Madam Speaker, I would like to congratulate you on your position as Acting Speaker of the House. It is an honourable position, which I am sure you know. We extend our thanks to you in advance for your impartiality, your fairness and the important role which you will play in keeping us all in order and on topic.
With respect to the topic today, we have been spending quite a bit of time on this side of the House talking about justice issues. Today I was able to table a private member's bill which deals with a problem in my riding, joy riding. Other members of the Reform Party have tabled an alternative legislative package for Canadians to consider when they see what it was the Liberals did not do on justice issues and what the Reform Party would like to do and would do if and when it has the chance to form the federal government.
In August when the justice minister was before the bar association she spent some time detailing her priorities for the coming session. She said that her priorities were changes to the Young Offenders Act, that she would toughen it up and make it tighter. She said that she would deal with Canadians' concerns that the Young Offenders Act has become a leaking sieve rather than a catch basin which would look after our justice problems.

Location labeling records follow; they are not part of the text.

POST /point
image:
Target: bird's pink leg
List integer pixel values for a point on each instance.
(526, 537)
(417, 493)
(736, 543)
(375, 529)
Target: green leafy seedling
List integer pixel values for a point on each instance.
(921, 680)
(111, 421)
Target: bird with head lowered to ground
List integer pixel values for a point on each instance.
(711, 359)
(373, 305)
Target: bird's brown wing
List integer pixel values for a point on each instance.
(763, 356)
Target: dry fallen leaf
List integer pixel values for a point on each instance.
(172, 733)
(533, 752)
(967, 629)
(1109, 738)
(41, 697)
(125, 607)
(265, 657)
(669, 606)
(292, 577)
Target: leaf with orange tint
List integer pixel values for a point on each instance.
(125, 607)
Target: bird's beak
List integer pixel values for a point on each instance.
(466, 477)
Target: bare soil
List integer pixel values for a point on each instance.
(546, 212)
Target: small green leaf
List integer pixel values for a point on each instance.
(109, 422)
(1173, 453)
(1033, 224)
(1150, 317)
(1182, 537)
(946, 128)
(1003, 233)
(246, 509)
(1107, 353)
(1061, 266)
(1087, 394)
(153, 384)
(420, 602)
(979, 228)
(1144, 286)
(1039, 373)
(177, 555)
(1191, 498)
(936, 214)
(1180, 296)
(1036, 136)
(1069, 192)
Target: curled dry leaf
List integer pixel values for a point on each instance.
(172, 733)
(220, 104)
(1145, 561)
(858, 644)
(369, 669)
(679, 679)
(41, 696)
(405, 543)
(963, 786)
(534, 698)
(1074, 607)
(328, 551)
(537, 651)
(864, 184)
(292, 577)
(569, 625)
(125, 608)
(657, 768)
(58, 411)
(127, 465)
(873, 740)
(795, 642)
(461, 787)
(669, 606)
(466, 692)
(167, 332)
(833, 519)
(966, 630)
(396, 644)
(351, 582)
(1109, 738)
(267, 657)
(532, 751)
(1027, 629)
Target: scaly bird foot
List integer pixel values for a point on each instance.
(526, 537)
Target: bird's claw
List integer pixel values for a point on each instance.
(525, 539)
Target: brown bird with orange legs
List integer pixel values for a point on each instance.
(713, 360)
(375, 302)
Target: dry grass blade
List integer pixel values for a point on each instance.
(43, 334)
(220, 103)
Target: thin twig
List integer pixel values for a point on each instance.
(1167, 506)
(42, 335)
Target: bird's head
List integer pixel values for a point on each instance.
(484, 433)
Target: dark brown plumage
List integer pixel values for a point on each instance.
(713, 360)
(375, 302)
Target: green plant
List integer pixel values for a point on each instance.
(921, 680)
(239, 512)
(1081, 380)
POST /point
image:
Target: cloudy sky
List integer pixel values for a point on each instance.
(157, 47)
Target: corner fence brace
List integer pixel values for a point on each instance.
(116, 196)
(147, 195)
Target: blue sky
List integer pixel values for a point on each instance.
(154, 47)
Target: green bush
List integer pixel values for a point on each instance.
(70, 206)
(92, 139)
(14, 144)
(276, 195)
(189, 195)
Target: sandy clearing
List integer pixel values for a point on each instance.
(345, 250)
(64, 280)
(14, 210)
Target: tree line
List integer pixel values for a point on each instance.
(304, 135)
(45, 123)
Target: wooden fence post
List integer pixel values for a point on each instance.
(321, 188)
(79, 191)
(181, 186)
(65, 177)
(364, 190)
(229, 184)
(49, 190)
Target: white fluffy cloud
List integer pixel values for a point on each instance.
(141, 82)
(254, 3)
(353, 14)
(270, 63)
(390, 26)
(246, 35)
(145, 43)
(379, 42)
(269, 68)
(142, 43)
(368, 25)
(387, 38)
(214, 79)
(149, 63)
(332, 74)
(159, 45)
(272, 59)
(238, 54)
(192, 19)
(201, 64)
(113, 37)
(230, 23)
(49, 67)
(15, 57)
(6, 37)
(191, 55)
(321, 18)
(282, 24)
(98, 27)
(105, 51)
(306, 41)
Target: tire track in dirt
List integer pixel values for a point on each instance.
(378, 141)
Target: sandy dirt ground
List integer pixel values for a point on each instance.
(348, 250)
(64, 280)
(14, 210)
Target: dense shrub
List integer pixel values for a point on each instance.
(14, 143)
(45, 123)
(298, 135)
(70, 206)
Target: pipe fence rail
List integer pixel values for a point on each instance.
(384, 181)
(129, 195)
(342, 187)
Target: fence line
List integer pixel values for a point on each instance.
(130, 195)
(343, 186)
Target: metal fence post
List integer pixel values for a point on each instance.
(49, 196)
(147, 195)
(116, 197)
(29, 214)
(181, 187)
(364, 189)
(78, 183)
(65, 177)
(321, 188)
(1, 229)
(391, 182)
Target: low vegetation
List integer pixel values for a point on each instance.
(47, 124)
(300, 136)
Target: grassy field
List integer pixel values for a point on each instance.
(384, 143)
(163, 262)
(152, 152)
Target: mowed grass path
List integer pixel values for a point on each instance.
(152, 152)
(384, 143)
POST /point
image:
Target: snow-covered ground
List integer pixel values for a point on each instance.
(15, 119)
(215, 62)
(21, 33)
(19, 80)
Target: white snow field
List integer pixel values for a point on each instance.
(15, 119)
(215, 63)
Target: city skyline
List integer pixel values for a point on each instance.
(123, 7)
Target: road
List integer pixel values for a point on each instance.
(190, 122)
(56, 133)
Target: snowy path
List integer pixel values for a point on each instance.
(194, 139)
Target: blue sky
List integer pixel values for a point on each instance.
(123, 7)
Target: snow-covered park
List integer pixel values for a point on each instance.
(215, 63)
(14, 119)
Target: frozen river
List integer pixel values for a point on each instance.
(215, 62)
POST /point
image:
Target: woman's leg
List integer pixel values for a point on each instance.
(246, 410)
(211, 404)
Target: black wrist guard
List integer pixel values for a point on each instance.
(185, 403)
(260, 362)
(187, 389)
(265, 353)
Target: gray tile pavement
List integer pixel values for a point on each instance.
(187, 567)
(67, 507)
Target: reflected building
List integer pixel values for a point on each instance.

She said she was going to get tough on the parole system. She said she would look after the people who are slipping through the cracks and being released when they should not be.

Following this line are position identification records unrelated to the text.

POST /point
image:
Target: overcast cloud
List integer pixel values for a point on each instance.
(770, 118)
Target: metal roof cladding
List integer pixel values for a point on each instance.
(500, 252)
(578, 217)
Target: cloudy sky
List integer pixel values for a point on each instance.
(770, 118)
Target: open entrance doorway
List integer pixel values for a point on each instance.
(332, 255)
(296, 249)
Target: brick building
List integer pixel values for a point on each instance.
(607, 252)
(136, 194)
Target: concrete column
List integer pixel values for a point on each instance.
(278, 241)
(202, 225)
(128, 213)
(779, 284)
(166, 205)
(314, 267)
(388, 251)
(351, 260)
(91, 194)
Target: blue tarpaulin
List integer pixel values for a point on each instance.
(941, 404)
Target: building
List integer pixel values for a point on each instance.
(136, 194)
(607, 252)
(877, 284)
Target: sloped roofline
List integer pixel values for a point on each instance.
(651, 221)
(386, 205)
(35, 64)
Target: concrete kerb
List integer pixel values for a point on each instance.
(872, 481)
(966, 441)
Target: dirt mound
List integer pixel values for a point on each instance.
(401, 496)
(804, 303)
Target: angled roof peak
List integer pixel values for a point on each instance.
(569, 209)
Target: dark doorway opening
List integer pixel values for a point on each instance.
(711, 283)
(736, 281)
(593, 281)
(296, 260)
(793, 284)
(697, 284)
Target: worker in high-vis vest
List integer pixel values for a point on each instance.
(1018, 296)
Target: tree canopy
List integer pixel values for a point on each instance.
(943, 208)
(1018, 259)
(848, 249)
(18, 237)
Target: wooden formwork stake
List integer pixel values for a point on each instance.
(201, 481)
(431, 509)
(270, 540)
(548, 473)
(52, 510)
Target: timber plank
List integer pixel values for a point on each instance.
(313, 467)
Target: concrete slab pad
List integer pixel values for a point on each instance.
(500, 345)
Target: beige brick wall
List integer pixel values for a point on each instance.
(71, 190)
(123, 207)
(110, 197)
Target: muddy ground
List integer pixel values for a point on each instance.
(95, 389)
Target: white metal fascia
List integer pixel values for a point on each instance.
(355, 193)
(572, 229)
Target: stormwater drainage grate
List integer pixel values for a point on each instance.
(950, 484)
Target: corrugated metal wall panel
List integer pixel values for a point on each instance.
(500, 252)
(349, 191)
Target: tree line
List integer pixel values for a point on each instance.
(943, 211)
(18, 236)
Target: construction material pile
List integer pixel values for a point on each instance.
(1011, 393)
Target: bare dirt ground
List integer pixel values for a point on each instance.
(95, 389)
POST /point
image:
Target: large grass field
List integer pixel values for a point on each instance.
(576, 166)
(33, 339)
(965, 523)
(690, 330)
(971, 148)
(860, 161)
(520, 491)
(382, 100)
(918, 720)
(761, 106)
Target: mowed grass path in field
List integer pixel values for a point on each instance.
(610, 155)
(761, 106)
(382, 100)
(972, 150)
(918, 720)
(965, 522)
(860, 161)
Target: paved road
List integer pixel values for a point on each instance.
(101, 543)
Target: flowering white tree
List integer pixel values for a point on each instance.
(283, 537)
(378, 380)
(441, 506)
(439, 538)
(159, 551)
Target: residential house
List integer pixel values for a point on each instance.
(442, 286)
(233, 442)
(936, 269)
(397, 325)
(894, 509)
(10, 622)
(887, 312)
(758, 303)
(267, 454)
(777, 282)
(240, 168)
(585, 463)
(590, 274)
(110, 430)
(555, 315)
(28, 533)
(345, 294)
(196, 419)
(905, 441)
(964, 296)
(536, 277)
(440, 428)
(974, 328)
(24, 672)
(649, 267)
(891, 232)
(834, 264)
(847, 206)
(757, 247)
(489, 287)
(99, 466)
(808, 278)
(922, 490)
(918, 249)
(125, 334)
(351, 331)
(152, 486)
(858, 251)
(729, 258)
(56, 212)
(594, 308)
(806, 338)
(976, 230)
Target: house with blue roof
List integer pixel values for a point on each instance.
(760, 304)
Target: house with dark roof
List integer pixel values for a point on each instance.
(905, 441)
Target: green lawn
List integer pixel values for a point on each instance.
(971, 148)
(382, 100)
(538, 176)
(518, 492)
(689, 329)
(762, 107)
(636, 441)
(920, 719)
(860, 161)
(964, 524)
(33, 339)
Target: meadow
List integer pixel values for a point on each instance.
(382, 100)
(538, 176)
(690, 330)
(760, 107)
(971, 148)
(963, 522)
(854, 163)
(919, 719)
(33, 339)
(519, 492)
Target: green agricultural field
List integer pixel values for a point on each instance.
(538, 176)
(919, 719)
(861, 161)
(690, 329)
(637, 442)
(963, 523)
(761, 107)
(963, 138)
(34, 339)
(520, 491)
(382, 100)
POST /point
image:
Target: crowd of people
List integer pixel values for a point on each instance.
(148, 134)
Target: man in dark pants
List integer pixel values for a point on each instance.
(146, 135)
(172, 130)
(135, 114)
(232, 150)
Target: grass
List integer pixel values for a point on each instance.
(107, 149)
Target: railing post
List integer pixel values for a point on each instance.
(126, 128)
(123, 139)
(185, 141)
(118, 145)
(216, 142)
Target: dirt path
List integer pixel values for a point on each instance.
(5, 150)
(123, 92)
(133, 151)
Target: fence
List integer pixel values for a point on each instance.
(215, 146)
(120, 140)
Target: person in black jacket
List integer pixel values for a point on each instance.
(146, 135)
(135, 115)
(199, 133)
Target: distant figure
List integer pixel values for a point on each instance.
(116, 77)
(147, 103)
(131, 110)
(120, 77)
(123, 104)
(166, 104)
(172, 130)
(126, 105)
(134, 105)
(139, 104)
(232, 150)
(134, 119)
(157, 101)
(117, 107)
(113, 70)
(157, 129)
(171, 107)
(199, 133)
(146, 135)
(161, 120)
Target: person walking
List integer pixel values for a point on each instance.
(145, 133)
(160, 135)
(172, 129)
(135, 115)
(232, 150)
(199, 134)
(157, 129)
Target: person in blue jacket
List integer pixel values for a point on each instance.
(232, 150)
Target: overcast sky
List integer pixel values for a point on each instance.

She said she would deal with violent crime. She said she would find ways to take violent criminals off the street and out of society and that public safety would be the number one concern.
Last, I remember her saying clearly that she was going to deal with victim rights.
None of those things are in the throne speech. That is why the Reform Party today has spent a good deal of its time questioning the government about its priorities and about its sincerity in dealing with the issues that the new justice minister said in August were going to be the priorities of this government. That is why we see the alternative package.
The Reform member who just spoke gave a global picture of what is wrong with the justice system. He talked about the theoretical problems, the problems that will plague the government until it fixes them. He also talked about some of the principles which guide us.
I know he has extensive personal experience in the field. This is not simply a theoretical exercise for him. He has experience dealing with juveniles, working in the justice system, and he has some expertise and some inside knowledge of what needs to be fixed in the justice system.
I wonder if the hon. member would like to expand a bit more on his thoughts on what needs to be done, with some specificity, so that we can take those ideas to heart, knowing his expertise.